Nonexudative Macular Degeneration

The patients who develop exudative AMD are older, with an average age of 70.5 years, than the patients with nonexudative AMD, with an average age of 56.8 years as noted in the study by Smiddy and Fine in 1984 (12).

III.ASSOCIATED FACTORS

Epidemiological, clinical, and histological studies suggest different factors are associated with macular degeneration (5,7,13–18). Hereditary influence, photic injury, nutritional deficiency, toxic insult, and systemic cardiovascular factors have been implicated in epidemiological studies (10,19,20). We can group these risk factors into the following categories: (1) personal characteristics, which include age, sex, race, eye color, smoking, and genetic predisposition.(21–23); (2) systemic disease, especially hypertension, cardiovascular disease, and blood lipid levels (1,10,15,24–26); and (3) environmental influences such as sunlight and nutrition (15,24,27–29).

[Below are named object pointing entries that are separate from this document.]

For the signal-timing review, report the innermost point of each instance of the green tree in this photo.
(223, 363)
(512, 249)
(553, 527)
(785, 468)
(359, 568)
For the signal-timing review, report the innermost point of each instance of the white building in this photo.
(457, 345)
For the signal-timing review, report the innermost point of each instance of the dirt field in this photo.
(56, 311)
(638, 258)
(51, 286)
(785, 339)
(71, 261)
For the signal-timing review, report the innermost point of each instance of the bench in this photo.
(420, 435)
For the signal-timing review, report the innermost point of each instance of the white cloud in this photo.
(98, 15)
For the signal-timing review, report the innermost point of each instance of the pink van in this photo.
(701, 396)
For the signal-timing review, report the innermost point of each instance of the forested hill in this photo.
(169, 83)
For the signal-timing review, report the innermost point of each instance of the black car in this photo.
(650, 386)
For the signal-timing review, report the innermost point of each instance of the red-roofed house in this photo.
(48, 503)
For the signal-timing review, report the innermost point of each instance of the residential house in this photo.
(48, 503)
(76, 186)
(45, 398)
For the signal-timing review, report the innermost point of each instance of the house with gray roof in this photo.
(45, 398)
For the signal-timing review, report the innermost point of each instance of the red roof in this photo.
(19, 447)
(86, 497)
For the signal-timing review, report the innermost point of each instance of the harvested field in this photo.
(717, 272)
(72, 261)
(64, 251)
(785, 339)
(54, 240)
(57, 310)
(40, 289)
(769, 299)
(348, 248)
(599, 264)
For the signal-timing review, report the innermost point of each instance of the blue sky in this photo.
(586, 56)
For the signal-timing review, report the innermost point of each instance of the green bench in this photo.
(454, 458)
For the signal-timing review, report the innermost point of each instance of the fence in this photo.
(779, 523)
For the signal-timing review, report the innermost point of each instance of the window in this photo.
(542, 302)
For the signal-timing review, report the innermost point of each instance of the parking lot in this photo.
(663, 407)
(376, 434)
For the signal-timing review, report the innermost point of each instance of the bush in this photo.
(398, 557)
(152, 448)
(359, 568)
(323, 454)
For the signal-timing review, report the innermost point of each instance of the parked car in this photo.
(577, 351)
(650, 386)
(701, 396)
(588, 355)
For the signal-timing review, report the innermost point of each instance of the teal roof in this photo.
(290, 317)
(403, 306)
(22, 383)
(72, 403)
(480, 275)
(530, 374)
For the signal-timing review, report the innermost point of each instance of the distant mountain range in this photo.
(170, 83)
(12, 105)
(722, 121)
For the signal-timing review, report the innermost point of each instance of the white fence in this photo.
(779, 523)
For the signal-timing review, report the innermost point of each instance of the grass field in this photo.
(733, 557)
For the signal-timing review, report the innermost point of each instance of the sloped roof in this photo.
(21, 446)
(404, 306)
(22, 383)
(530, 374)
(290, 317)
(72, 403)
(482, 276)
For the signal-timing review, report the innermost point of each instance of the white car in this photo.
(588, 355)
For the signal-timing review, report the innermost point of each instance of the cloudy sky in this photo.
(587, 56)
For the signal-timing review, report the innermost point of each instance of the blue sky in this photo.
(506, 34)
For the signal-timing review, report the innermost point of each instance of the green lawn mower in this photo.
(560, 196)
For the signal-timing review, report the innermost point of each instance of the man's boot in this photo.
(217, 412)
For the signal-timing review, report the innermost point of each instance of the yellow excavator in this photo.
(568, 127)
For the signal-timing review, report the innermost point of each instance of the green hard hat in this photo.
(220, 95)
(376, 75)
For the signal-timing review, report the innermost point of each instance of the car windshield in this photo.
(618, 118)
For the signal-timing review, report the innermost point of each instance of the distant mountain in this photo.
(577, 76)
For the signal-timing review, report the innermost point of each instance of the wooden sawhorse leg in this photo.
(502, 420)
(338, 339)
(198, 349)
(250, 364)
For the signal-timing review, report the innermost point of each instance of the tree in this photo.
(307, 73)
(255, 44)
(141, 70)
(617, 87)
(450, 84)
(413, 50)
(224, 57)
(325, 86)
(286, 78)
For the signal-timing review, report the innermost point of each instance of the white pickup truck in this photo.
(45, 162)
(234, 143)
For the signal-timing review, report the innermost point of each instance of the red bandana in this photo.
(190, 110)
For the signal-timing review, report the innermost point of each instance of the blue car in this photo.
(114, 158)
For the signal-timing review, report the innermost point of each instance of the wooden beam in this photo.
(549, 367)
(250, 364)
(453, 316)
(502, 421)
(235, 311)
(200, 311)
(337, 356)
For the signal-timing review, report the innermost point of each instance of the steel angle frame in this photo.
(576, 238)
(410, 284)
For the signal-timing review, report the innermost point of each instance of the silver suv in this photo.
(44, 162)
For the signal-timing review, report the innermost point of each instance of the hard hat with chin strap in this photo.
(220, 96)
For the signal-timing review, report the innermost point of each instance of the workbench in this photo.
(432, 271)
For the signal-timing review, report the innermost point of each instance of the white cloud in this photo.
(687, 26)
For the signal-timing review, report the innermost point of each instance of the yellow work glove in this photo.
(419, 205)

A.Personal Characteristics

1.Age

The prevalence of AMD increases after 65 years of age; 27.9% of individuals between the age of 75 and 85 have macular degeneration (1,7,22). The number of drusen and the presence of confluent drusen correlates with increasing age (12,13).

2.Sex

AMD has been reported to be more prevalent in females (25,30). The Beaver Dam Study, after adjusting for age, revealed that the incidence of early AMD was 2.2% higher in women 75 years of age and older than in men in this age group (25). The prevalence of early age-related maculopathy was higher in men than women in each age category in the Blue Mountains Eye Study (6). Others have not noted such a difference between males and female (3).

3.Race

Drusen and pigmentary changes have been reported to be twice more common in whites than blacks (31).

4.Family History

AMD is known to run in families (1). Stone and co-workers have reported a genetic mutation that predisposes to drusen formation in malatia Leventinese and certain patients with macular degeneration (21,22,32). Further studies are needed.

5.Hyperopia

Hyperopia has been associated with AMD (23,33). Persons with brown iris color were shown to have a lower risk of developing AMD (33).

B.Systemic Diseases

1.Hypertension and Cardiovascular Disease

The Framingham Eye Study (1) and other studies (34) including the Macular Photocoagulation Study (MPS) (26) found a positive correlation between AMD and hypertension. This was, however, not seen in the studies by Hyman et al. (24), the Beaver Dam Study (3), and the Eye Disease Case-Control Study (35). Hyman et al. (33), on the other hand, found positive association of AMD with stroke, arteriosclerosis, and ischemic attacks. In their most recent case-control series, a strong association was found between neovascular AMD and moderate to severe hypertension, particularly in patients on antihypertensive therapy (24,26,30).

2.Hypercholesterolemia

The association between lipid profile and AMD has been inconsistent in various studies. The Beaver Dam Eye Study (28) noted a positive correlation between high intake of saturated fat and cholesterol and early AMD. A positive relationship was found with high-density lipoprotein (HDL) levels in men, and total serum cholesterol was inversely related to early AMD in women (25). Hyman and colleagues recently reported a positive association between dietary cholesterol and high levels of HDL with neovascular AMD (24).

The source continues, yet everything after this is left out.